In Joseph v. Sasafrasnet LLC the plaintiff franchisee sued the franchisor in federal court in Illinois on January 19, 2011 for violations of the Petroleum Marketing Practices Act (the “PMPA”). The PMPA permits termination of a franchise agreement only under certain circumstances. The plaintiff contends that the franchisor’s alleged reasons for termination did not give it grounds to terminate the franchise relationship under the PMPA. The PMPA, like many state statutes, prohibits the termination or nonrenewal of a franchisee unless certain circumstances exist. Franchisees who face termination or fear the possibility of termination should discuss statutory and common law protections with franchise counsel to better understand their rights.
In Dunkin’ Donuts Franchised Restaurants LLC v. G1540 Corporation, the franchisors (both Dunkin’ Donuts and Baskin Robbins Franchised Shops LLC) sued a franchisee in federal court in Florida on January 24, 2011 for breach of contract, trademark infringement, trade dress infringement, and unfair competition. The franchisor terminated the franchisee for intentionally underreporting sales and failing to maintain required books and records. Despite termination, the franchisee has continued operating as a franchise. Continuing to operate is dangerous for terminated franchisees because they open themselves up to treble damages under the Lanham Act. Franchisees should not take any significant action that may violate the law without consulting with a respected franchise attorney, even if the agreement has already been terminated.

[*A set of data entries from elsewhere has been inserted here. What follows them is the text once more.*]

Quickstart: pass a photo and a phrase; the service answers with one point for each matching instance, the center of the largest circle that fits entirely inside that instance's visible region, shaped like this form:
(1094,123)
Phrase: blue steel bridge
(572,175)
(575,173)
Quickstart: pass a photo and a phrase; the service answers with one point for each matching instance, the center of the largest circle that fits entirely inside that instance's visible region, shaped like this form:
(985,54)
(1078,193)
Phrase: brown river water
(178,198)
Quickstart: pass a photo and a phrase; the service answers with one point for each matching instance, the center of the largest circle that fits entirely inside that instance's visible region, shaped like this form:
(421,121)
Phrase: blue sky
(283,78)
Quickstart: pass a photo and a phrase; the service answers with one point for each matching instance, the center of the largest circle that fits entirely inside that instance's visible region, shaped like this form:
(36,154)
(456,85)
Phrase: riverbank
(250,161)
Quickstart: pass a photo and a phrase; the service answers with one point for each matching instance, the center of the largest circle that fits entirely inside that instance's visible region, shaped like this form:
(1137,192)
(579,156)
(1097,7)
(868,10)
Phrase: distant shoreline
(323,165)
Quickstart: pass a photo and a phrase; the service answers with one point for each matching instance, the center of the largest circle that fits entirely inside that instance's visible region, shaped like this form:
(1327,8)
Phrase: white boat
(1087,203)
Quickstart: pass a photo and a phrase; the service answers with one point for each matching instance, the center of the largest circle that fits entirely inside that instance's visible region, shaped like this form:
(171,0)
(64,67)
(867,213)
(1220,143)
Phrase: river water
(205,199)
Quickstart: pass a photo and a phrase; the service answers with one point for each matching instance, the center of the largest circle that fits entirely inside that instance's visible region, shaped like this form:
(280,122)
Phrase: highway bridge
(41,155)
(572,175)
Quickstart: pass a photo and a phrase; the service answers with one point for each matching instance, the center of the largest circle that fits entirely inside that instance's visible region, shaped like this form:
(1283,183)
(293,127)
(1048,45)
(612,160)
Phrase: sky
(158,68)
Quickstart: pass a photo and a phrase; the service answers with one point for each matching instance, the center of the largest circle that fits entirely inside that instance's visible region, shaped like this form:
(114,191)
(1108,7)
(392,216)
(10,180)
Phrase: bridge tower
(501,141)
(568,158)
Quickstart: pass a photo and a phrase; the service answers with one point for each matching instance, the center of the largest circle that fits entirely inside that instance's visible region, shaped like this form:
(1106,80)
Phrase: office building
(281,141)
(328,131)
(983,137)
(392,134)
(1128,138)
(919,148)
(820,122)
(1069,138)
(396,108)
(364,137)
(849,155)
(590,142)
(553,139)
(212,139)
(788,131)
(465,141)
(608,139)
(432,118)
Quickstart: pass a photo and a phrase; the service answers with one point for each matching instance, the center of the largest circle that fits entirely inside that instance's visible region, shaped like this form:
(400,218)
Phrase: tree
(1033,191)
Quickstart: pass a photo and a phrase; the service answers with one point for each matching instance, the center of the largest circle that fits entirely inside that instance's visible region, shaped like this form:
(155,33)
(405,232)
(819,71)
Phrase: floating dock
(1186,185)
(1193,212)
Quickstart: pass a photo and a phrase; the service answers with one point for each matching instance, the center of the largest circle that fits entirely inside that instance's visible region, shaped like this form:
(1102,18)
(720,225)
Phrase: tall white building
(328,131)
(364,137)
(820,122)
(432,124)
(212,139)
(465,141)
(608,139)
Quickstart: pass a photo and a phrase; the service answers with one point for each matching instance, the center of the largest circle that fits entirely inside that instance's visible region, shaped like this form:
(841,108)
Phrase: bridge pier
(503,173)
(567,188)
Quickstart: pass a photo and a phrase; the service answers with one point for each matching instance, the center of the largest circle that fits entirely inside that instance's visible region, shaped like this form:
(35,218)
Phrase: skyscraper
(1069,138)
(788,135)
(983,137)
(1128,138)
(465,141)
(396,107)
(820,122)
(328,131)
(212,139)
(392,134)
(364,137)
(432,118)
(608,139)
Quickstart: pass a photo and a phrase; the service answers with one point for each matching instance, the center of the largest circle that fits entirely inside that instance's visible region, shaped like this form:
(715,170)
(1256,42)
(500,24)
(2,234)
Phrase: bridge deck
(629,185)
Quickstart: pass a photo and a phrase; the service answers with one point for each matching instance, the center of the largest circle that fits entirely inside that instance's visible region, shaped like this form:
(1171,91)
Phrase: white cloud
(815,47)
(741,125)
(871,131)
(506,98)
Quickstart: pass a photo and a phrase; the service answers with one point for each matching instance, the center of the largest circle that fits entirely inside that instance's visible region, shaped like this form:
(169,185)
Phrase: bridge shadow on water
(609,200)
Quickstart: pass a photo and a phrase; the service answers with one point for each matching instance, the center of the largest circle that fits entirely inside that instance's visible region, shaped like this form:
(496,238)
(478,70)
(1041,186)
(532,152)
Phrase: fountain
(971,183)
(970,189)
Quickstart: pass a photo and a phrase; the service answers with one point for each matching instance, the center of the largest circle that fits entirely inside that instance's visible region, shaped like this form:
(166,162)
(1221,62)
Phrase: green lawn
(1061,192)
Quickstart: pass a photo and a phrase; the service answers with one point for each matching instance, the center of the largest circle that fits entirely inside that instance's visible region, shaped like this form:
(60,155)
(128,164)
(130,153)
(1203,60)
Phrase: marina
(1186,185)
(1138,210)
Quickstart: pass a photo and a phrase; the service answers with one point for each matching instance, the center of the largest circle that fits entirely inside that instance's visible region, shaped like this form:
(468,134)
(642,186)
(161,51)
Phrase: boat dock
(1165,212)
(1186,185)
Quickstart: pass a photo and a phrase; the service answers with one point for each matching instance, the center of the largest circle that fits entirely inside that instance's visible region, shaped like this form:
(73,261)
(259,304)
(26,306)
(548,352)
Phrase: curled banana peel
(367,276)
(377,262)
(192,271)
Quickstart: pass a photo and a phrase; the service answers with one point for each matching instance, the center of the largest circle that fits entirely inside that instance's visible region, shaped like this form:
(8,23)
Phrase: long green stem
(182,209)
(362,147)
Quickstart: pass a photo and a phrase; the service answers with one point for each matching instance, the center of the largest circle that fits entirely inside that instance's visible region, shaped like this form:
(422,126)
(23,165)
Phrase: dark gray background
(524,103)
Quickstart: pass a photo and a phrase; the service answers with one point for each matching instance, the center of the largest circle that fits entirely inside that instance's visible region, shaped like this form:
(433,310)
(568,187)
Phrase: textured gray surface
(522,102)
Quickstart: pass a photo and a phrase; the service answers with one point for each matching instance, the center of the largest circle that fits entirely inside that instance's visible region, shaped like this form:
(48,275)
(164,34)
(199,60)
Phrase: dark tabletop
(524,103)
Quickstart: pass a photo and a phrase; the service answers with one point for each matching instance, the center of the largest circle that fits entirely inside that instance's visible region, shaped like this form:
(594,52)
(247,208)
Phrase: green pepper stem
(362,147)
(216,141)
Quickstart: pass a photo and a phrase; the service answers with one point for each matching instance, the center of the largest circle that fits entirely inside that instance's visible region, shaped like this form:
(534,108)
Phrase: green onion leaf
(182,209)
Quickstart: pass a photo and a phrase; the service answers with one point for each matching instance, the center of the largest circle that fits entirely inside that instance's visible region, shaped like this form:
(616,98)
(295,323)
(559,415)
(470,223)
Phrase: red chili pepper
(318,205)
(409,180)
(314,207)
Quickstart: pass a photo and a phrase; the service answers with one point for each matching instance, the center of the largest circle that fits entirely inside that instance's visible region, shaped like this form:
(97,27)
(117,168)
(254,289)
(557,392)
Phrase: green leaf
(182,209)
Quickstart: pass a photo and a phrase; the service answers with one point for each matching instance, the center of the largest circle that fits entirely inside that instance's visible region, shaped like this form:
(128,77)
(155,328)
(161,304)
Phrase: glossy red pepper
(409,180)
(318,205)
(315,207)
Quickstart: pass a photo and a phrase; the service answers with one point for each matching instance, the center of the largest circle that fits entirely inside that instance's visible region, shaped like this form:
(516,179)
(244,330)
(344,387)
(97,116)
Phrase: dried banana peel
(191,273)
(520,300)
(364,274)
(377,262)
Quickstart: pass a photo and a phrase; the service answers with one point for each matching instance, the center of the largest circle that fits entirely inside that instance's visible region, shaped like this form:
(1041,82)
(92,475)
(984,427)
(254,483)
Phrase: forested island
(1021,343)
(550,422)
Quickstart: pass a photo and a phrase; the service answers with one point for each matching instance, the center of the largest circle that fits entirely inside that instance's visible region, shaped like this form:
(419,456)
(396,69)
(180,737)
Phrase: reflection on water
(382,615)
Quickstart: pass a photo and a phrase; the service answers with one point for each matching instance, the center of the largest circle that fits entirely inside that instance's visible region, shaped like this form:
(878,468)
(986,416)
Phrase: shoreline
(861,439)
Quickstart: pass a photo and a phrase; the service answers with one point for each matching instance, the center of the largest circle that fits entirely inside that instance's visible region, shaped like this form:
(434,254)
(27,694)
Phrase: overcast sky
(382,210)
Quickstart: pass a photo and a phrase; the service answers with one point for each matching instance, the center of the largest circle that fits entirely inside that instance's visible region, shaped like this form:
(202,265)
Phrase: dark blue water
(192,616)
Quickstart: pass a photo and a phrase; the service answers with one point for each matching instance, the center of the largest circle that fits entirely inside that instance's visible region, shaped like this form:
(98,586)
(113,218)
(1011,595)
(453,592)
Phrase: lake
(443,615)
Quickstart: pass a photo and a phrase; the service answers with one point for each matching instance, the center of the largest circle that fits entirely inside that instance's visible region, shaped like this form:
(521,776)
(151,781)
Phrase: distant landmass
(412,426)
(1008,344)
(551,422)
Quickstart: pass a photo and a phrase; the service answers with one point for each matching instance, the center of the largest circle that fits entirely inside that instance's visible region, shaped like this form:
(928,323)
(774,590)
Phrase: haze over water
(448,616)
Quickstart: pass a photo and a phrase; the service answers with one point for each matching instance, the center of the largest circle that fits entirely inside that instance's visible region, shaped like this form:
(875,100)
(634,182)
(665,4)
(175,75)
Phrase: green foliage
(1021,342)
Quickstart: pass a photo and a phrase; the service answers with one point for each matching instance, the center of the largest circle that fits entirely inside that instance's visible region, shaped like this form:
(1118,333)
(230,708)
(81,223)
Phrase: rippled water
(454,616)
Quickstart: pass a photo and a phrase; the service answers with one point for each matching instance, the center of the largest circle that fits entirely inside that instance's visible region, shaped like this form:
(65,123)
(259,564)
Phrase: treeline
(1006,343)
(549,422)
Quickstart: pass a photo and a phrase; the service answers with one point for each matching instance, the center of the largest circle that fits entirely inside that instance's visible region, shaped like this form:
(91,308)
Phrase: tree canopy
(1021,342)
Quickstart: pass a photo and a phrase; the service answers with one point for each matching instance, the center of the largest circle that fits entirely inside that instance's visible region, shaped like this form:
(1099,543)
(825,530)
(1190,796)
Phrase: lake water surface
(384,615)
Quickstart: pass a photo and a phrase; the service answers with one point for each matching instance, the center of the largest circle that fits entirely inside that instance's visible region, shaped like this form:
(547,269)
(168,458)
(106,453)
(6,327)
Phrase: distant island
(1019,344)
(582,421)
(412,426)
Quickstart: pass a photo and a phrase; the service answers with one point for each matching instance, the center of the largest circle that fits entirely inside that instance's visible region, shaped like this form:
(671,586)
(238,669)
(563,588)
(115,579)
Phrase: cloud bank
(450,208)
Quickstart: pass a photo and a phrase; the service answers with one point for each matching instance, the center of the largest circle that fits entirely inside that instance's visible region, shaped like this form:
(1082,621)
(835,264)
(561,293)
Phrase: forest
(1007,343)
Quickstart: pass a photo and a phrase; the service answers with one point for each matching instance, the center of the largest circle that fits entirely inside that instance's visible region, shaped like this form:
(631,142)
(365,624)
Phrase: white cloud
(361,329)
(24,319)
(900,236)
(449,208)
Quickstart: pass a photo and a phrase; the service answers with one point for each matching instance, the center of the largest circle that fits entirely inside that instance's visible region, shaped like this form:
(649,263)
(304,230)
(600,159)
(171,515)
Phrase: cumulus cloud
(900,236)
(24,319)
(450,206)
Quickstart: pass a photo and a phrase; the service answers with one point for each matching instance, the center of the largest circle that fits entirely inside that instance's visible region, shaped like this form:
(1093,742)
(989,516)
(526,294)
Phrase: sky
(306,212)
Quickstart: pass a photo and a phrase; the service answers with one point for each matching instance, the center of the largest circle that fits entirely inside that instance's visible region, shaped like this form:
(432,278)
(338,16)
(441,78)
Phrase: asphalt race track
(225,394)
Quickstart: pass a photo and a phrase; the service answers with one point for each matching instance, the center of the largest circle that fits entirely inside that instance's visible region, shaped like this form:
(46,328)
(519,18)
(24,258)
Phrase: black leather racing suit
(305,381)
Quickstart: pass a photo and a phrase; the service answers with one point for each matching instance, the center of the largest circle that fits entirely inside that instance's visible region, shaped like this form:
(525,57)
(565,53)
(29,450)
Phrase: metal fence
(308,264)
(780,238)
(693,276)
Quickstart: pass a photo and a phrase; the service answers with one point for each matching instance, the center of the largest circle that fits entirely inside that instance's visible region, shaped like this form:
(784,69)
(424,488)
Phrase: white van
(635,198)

In The Wine Group, Inc. v. Esber Beverage Company, the franchisor sued the franchisee in federal court in Ohio on January 25, 2011 for declaratory relief that would allow it to terminate the franchise agreement with Esber. The Wine Group (“TWG”) produces Franzia, America’s most popular selling wine. In state court, TWG was enjoined from terminating Esber under the Ohio Alcohol Beverage Franchise Act for consolidating distributors, because the court held this was not just cause under the law. TWG now, however, is attempting to terminate Esber because the pharmacy CVS in Esber’s territory stopped carrying TWG’s products due to Esber’s historical lack of service. TWG is seeking a declaration from the court that termination for this reason is just cause under Ohio law. This is an interesting issue and may help determine what “just cause” for termination is under Ohio law.